Mount Lorne (Yukon)

Mount Lorne is a hamlet with 370 inhabitants ( 2006) in the Canadian Yukon. Located just south of Whitehorse and consists of several settlements along the south Klondike Highway and its side streets.

55 inhabitants are among the First Nations, mostly members of the Carcross / Tagish First Nation.

History

Early History

The nearby Lake Annie 1992 artifacts have been found that indicate residents who already lived here before 6000 BC. The predecessor of today's Carcross / Tagish First Nation lived as hunters, gatherers and fishermen in the border area between British Columbia and Yukon. You had when the first white men came to the region, their main camp on Tagish River. There were two large Klanhäuser similar to those of the Tlingit on the coast. With them, they exchanged long before the arrival of Europeans furs for mussels, the fat of the fish candles, wooden boxes and seaweed. These goods they traded eastern and south with neighboring tribes, until about the Ross River. The contact with the Tlingit was so intense that their cultures have great matches. According to the extreme climate and the course of the year they followed to get to food, the wild and the changing vegetation.

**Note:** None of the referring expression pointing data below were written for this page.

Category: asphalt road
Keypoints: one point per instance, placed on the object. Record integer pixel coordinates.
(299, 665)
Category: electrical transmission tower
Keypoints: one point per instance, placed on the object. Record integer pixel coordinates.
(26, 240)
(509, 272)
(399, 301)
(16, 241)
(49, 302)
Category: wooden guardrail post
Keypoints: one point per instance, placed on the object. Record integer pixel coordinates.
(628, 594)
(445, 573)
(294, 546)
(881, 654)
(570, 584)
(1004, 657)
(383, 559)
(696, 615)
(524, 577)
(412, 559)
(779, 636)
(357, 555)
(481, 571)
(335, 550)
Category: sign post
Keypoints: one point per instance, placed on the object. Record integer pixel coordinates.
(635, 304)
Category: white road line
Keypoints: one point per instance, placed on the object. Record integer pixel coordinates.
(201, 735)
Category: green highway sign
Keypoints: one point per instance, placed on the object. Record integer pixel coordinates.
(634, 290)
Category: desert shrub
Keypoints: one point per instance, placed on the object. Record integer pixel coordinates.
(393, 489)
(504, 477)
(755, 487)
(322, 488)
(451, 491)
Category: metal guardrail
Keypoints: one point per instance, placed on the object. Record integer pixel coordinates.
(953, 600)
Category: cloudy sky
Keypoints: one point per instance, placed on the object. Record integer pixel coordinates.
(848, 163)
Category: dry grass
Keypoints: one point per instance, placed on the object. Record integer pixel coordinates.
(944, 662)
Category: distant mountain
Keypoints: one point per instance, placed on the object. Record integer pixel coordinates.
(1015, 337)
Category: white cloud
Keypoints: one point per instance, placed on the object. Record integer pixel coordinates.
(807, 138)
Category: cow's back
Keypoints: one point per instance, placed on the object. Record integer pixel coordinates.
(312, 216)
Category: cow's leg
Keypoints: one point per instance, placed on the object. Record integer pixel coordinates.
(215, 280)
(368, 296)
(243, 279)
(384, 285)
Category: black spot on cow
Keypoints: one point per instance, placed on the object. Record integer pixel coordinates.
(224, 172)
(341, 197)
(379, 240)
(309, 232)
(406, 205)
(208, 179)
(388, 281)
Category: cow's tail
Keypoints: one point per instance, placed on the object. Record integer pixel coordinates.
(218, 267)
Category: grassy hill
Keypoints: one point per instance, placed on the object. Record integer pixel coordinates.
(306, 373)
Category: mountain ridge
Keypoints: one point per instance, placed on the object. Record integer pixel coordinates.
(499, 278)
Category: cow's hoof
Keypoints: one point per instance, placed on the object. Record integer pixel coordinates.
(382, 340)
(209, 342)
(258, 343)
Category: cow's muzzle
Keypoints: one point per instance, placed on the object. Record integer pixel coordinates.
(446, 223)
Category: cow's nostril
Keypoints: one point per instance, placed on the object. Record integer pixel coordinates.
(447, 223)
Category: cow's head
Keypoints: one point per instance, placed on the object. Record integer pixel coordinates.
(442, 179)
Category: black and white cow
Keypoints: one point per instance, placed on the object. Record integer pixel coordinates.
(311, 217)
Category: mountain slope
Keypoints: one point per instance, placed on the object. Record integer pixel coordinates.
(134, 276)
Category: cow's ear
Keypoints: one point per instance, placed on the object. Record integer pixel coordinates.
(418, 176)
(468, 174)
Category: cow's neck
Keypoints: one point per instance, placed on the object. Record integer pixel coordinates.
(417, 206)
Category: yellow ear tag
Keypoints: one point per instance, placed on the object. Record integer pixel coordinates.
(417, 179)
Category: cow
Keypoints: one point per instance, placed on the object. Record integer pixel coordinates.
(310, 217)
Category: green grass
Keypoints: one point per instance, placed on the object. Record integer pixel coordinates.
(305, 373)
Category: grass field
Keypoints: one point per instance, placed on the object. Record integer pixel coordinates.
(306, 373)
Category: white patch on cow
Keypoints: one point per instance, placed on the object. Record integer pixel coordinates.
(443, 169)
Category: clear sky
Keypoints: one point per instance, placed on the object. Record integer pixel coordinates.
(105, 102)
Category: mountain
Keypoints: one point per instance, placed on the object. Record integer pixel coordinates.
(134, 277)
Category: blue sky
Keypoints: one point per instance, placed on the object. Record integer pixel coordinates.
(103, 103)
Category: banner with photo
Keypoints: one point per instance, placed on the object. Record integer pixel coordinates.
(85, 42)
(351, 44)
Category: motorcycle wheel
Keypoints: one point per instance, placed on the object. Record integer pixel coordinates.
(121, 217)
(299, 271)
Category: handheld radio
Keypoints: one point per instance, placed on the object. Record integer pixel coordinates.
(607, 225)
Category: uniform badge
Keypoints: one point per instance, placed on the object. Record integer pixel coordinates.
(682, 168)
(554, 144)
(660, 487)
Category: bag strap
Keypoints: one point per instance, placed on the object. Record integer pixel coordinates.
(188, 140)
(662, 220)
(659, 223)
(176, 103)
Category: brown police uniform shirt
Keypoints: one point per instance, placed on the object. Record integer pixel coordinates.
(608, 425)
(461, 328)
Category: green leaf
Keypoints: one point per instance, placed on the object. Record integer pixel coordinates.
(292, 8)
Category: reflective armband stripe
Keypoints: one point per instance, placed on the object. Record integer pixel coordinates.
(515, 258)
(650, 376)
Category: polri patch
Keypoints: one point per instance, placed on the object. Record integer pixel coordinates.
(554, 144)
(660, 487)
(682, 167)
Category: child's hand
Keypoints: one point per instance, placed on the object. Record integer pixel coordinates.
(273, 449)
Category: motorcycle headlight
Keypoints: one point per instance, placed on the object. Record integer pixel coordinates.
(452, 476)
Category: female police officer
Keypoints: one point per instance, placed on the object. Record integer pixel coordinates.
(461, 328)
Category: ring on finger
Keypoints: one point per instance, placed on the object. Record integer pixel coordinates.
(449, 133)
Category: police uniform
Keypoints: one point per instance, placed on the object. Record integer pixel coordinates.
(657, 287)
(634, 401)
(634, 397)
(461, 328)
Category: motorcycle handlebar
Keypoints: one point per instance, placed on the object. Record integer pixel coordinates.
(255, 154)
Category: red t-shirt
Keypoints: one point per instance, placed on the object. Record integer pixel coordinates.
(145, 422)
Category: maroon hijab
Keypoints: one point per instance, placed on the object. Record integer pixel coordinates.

Around 8000 BC lived caribou and bison herds in a park-like grasslands in the valleys of Watson and Wheaton. The melting glaciers and ice sheets of the last ice age left behind vast lakes and countless rivers. Few people lived here, who left only two major spearheads the Annie Lake. Fish, however, there was in the just released by the ice landscape hardly. Characteristic of this period are tiny blades, which are called micro blades.

Around 4000 BC, the area was covered by sand dunes, but left behind a group of hunters remains of a fire, which could be dated. The Northern Archaic culture brought forth here an unusual spearhead that was first discovered at the Annie Lake, and is known as Annie Lake Point.

Large forest fires blazed after this period of erosion in places the way, and sand dunes piled up again. Human traces are undetectable. At the Annie Lake was a hunting camp, from which the men hunted sheep, caribou and mountain goats. In 500 AD, the stock reached a peak intensity of use, the climate was more humid, the dense forests. Maybe there was a sweat lodge. To 750 AD, a massive volcanic eruption in the upper reaches of the White River, the major parts of the area occurred covered with ash and forcing the inhabitants to flee. At the Annie Lake, however, there was only a thin layer of ash, which probably allowed to stay or to return at least a little later.